This also explains why a certain kind of movie villain always listens to classical music. Most people are not familiar with it so it seems plausible that it's what smart evil guys like. Wait! Is this why nobody like me? Because I drink tea and listen to classical music?

Tuesday, February 6, 2018

Books Books Books

It has been way too long since I wrote anything about the books I've been reading and, to be honest, there are some that I barely even remember so I'm going to go through these briefly, starting with the most recent one I finished.

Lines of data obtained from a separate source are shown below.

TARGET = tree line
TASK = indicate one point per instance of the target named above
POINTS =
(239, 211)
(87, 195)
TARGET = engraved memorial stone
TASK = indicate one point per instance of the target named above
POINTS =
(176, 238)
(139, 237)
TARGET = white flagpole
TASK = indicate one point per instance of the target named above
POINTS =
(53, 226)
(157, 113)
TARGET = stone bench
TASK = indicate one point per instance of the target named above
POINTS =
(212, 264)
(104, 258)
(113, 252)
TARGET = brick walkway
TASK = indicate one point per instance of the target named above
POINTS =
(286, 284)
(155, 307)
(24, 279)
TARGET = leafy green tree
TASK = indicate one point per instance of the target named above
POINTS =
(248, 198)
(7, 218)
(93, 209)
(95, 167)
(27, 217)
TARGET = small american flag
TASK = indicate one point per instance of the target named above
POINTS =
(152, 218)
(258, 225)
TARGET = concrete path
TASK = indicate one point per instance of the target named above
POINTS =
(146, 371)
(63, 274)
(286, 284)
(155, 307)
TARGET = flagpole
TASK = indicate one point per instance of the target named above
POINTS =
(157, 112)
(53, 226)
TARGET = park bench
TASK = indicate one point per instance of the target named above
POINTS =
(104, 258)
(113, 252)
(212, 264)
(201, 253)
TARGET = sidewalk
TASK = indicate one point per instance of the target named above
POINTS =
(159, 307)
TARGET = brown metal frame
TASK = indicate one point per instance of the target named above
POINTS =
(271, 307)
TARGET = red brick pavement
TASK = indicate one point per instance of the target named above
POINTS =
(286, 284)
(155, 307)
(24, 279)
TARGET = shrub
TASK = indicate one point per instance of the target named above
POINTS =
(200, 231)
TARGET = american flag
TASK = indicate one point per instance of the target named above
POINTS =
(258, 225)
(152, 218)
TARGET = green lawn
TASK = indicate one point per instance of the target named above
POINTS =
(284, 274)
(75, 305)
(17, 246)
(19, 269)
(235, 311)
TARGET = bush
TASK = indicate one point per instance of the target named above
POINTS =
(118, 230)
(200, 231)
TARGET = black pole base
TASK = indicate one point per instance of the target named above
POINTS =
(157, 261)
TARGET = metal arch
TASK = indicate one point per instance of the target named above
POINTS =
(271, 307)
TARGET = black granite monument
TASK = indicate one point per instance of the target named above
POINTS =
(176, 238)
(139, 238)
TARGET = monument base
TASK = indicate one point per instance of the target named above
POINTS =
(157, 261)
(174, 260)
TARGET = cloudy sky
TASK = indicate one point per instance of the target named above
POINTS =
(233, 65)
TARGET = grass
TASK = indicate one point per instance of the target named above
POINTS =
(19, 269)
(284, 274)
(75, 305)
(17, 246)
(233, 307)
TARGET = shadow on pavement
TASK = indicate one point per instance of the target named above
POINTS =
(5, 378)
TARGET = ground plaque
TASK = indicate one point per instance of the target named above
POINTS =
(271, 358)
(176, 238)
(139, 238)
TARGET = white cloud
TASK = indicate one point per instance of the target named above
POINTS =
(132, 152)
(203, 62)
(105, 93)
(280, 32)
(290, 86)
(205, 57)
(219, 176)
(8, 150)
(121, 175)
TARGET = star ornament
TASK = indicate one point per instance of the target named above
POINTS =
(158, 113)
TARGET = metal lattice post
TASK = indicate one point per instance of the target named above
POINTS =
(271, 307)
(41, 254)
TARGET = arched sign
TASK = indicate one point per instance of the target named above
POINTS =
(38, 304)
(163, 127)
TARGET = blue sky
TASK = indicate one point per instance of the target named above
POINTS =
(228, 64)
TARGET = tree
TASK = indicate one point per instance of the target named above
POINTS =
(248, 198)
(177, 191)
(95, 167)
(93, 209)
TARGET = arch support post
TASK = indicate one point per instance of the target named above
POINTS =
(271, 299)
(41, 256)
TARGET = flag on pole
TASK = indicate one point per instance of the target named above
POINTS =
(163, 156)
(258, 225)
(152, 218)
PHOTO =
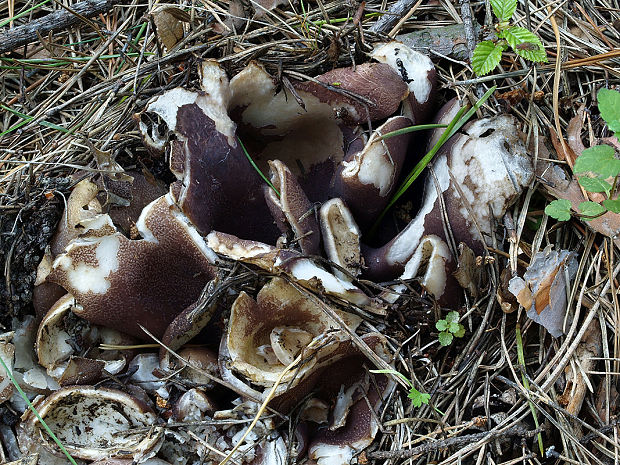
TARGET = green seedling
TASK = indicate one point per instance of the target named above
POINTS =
(597, 168)
(417, 398)
(523, 42)
(449, 328)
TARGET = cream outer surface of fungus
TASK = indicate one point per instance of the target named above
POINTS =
(93, 423)
(121, 283)
(286, 322)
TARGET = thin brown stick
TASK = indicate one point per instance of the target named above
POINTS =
(515, 431)
(56, 21)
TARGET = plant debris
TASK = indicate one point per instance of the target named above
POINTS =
(72, 84)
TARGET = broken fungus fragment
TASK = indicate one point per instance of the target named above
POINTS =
(267, 334)
(92, 423)
(67, 346)
(542, 290)
(203, 150)
(122, 283)
(7, 353)
(291, 208)
(302, 270)
(341, 238)
(367, 179)
(488, 164)
(417, 71)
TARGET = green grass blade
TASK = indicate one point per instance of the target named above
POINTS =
(34, 410)
(4, 22)
(526, 384)
(457, 123)
(258, 169)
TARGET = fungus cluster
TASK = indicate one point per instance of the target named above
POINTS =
(151, 263)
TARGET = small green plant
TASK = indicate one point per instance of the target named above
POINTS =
(36, 413)
(417, 398)
(597, 168)
(449, 328)
(526, 44)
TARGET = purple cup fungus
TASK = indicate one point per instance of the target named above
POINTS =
(203, 152)
(123, 283)
(66, 346)
(269, 334)
(488, 165)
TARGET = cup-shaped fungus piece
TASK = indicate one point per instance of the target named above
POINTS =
(316, 130)
(349, 397)
(66, 346)
(92, 424)
(121, 283)
(203, 152)
(302, 270)
(267, 334)
(367, 178)
(488, 164)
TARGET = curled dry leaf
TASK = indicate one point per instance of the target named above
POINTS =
(578, 381)
(542, 290)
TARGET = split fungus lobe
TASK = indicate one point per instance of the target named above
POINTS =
(316, 151)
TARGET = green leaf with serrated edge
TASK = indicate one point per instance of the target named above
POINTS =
(487, 56)
(595, 184)
(503, 9)
(559, 209)
(609, 106)
(460, 332)
(524, 43)
(418, 398)
(612, 205)
(598, 159)
(445, 338)
(591, 209)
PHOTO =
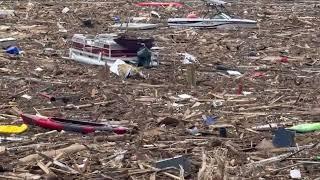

Generally, I do not much like post apocalypse novels but for some reason Amazon keeps recommending them to me and darn it some of them are actually pretty good. Excellent, in fact - like The Silent Earth Trilogy by Mark R. Healy. It begins sometime after a Nuclear Winter. All life on Earth has been wiped out and all that's left are "synthetics," what most of us think of as androids. Strangely though, these synthetics are exactly like humans. They have emotions and feel pain, both physical and emotional, just like humans. The only difference is that if they get damaged they don't heal, they have to be repaired but on post apocalyptic Earth there are no repair facilities. (And of course they don't eat or drink which is the main reason I would never want to be an android. Ice cream is too important to me.)

The synthetics have formed various factions. One faction hunts down other synthetics and kills them for spare parts. Another is trying to form a new civilization. The main character is one of two synthetics who are trying to restore life using frozen embryos and seeds. This is, as I have already said, an excellent book - compelling story and great characterization. I can't really consider a book "good" unless it has characters I care about and other characters to fear and/or hate. This has both as well as a great story with plenty of action. I highly recommend this book to all science fiction fans.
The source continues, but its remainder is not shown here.